"Po 72 latach – uroczysty pochówek kpt. Władysława Raginisa i por. Stanisława Brykalskiego, dowódcy obrony odcinka Wizna z honorami godnymi oficerów Wojska Polskiego" zwyciężył w plebiscycie na Wydarzenie Historyczne Roku 2011 zorganizowanym przez Muzeum Historii Polski i portal historia.org.pl. Wręczenie zwycięskich statuetek odbyło się 30 marca br. w Wołominie.
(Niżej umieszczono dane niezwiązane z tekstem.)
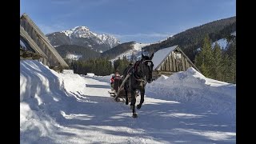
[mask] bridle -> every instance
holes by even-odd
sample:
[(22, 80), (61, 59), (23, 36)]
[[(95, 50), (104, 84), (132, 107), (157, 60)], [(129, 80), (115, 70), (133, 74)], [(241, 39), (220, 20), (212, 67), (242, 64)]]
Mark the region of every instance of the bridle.
[[(144, 74), (145, 73), (144, 73), (144, 70), (143, 70), (143, 69), (142, 67), (142, 65), (139, 66), (139, 62), (141, 62), (142, 61), (137, 61), (135, 62), (135, 64), (134, 66), (134, 71), (133, 76), (134, 76), (134, 78), (135, 78), (136, 81), (145, 82), (146, 82), (146, 75)], [(153, 62), (151, 60), (144, 60), (144, 61), (142, 61), (142, 63), (144, 64), (144, 62), (150, 62), (150, 65), (148, 63), (147, 66), (150, 67), (150, 70), (152, 71), (150, 66), (153, 64)], [(138, 75), (138, 74), (137, 74), (137, 73), (138, 73), (138, 66), (140, 66), (140, 68), (141, 68), (141, 71), (142, 71), (142, 75), (141, 76)]]

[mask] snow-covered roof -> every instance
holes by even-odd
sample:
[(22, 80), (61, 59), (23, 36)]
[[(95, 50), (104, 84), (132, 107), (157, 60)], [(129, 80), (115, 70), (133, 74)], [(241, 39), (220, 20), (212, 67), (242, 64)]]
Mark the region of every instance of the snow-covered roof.
[[(49, 51), (53, 54), (53, 56), (57, 59), (60, 66), (63, 67), (68, 67), (69, 66), (66, 64), (66, 62), (64, 61), (64, 59), (59, 55), (59, 54), (57, 52), (57, 50), (54, 48), (54, 46), (50, 43), (49, 39), (46, 37), (46, 35), (41, 31), (41, 30), (34, 23), (32, 19), (25, 13), (23, 14), (20, 18), (20, 27), (23, 27), (25, 31), (27, 31), (27, 29), (30, 28), (32, 29), (32, 31), (34, 30), (36, 33), (36, 36), (33, 36), (31, 34), (28, 34), (28, 35), (31, 38), (33, 41), (38, 46), (38, 47), (41, 49), (40, 45), (41, 42), (43, 42), (43, 44), (46, 46), (46, 47), (49, 50)], [(38, 39), (40, 39), (41, 42), (38, 42), (38, 40), (35, 40), (35, 37)], [(47, 54), (48, 55), (48, 54)], [(48, 55), (49, 57), (49, 55)]]
[(171, 47), (167, 47), (165, 49), (159, 50), (157, 51), (153, 57), (152, 62), (154, 63), (154, 67), (153, 69), (156, 69), (161, 63), (162, 62), (166, 59), (166, 58), (170, 54), (170, 52), (174, 51), (178, 45), (171, 46)]

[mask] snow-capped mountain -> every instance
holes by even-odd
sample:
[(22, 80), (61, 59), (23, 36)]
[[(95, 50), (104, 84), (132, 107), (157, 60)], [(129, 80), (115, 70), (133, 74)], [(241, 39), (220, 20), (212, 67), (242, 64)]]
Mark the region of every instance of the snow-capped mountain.
[(128, 59), (138, 60), (142, 56), (142, 49), (149, 45), (150, 43), (125, 42), (105, 51), (102, 55), (110, 58), (112, 62), (119, 58), (122, 59), (124, 56)]
[(53, 46), (62, 45), (78, 45), (103, 52), (120, 43), (119, 40), (110, 34), (98, 34), (86, 26), (76, 26), (71, 30), (46, 34)]

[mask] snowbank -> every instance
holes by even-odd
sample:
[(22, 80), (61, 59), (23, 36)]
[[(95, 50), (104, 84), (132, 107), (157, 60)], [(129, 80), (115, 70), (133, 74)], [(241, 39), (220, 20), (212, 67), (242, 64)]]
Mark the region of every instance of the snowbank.
[(110, 79), (111, 79), (111, 77), (112, 75), (114, 75), (114, 74), (110, 74), (110, 75), (106, 75), (106, 76), (98, 76), (98, 75), (90, 75), (89, 74), (88, 75), (88, 73), (87, 73), (87, 75), (82, 75), (86, 78), (94, 78), (94, 79), (97, 79), (98, 81), (102, 81), (102, 82), (110, 82)]
[(89, 77), (93, 77), (93, 76), (94, 76), (95, 74), (94, 74), (94, 73), (87, 73), (86, 75), (89, 76)]
[[(34, 60), (20, 62), (21, 143), (50, 142), (56, 122), (45, 111), (62, 107), (62, 79), (57, 72)], [(52, 114), (54, 114), (54, 112)]]
[(146, 85), (146, 94), (192, 103), (235, 118), (236, 85), (207, 78), (192, 67), (169, 78), (161, 76)]

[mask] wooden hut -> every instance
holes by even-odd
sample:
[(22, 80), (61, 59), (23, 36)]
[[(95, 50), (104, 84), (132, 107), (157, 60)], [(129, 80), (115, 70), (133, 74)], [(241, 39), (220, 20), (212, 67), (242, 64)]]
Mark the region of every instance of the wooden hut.
[(158, 50), (152, 61), (154, 79), (162, 74), (170, 76), (178, 71), (186, 71), (190, 67), (199, 71), (178, 45)]
[[(63, 58), (50, 43), (50, 41), (46, 35), (39, 30), (26, 14), (23, 14), (20, 18), (20, 31), (21, 41), (23, 42), (23, 43), (26, 43), (26, 42), (30, 44), (30, 47), (34, 50), (34, 54), (34, 54), (38, 55), (38, 57), (33, 58), (38, 58), (44, 65), (46, 65), (55, 70), (62, 70), (63, 69), (69, 67)], [(22, 46), (20, 46), (20, 49), (22, 49)], [(22, 54), (22, 50), (21, 50), (20, 51)], [(30, 53), (33, 53), (31, 49), (30, 51)]]

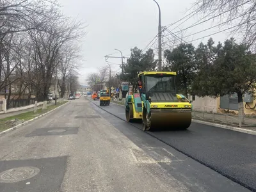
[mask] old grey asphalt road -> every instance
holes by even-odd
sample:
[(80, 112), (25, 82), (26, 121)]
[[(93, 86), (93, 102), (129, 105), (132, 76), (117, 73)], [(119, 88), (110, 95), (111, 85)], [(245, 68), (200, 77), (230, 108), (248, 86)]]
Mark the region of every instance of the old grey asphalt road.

Jak powiedział PAP Dariusz Szymanowski, prezes Stowarzyszenia „Wizna 1939”, które zorganizowało ekshumację i pochówek polskich dowódców, prawdziwą historię kpt. Raginisa poznał w 2010 r. i uznał, że należy zapewnić żołnierzom godne miejsce spoczynku.
Zdaniem Szymanowskiego losy kpt. Raginisa i por. Brykalskiego były wyjątkowo dramatyczne. „Widząc militarną przewagę wroga, chcąc podnieść ducha walki, złożyli przysięgę wobec swoich podkomendnych, że żywi tej pozycji nie opuszczą (...). Spełniły się ich słowa - por. Brykalski zginął od odłamka pocisku artyleryjskiego 9 września, kpt. Raginis wysadził się granatem dzień później”.
Po popełnieniu samobójstwa kpt. Raginis został pochowany przy schronie na Strękowej Górze. Po zajęciu tych terenów przez Armię Czerwoną - Sowieci przenieśli jego mogiłę do rowu w pobliżu szosy.